I am still getting used to the climate where we have moved. It is warmer here but it is certainly not temperate. But the growing season is quite different from our old town. Here, I usually would plant onions and garlic (if I forgot to do so last fall…which I did) when I do the potatoes, right around St. Patrick’s Day. One doesn’t want the beds to be waterlogged with snow for the next few months because the bulbs will decompose but a nice, damp, rich, fragrant, earthy, heady, malleable bed does call for something to be planted, don’t you think? So, I took a cue from the garlic and onions that were already growing and planted my bulbs. It was therapeutic in a way that only gardeners can understand.

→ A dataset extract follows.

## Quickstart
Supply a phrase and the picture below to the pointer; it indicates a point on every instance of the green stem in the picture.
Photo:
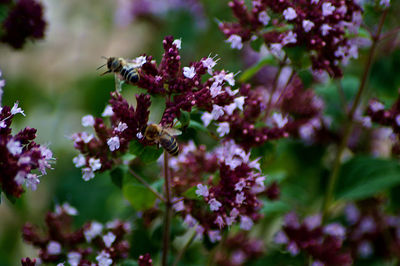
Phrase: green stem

I loosened the first four inches of soil. Along somewhat crooked rows, three inches apart in all directions, I carefully placed their bottoms down and the papery points up, gently pressing them into the ground. Eighty bulbs of red onions. Three large heads of garlic separated into cloves.
And four roots of rhubarb. Every spring my Great Aunt Donna would call me and say, “Time to get the rhubarb!” We would drive to Denver and head into her large back yard with her. She taught me to place my thumb at the base of a stalk and lightly pull just so. The foot and a half long stalk would easily come loose. We both had a paring knife and would quickly remove the large leaf at the top and place it in a pile of ever growing foliage. She would predict what her old apple tree was going to do this year. Her beds were clean. The compost was moving along nicely. She would have me throw the leaves in the bin. Into plastic newspaper sacks, the rhubarb stalks would go. She would save a few for herself and send us home with pounds of them. This will be the first season without Aunt Donna. What will happen to her rhubarb? I hope mine gets as full and healthy as hers.
“Guess who’s here?” I shrieked into the phone.
“Who?” my husband answered, nearly alarmed. The shrill chirping voice was almost a shock. I recognized it before I saw them. A pair of them hopping through the garden beds. “The robins are back!”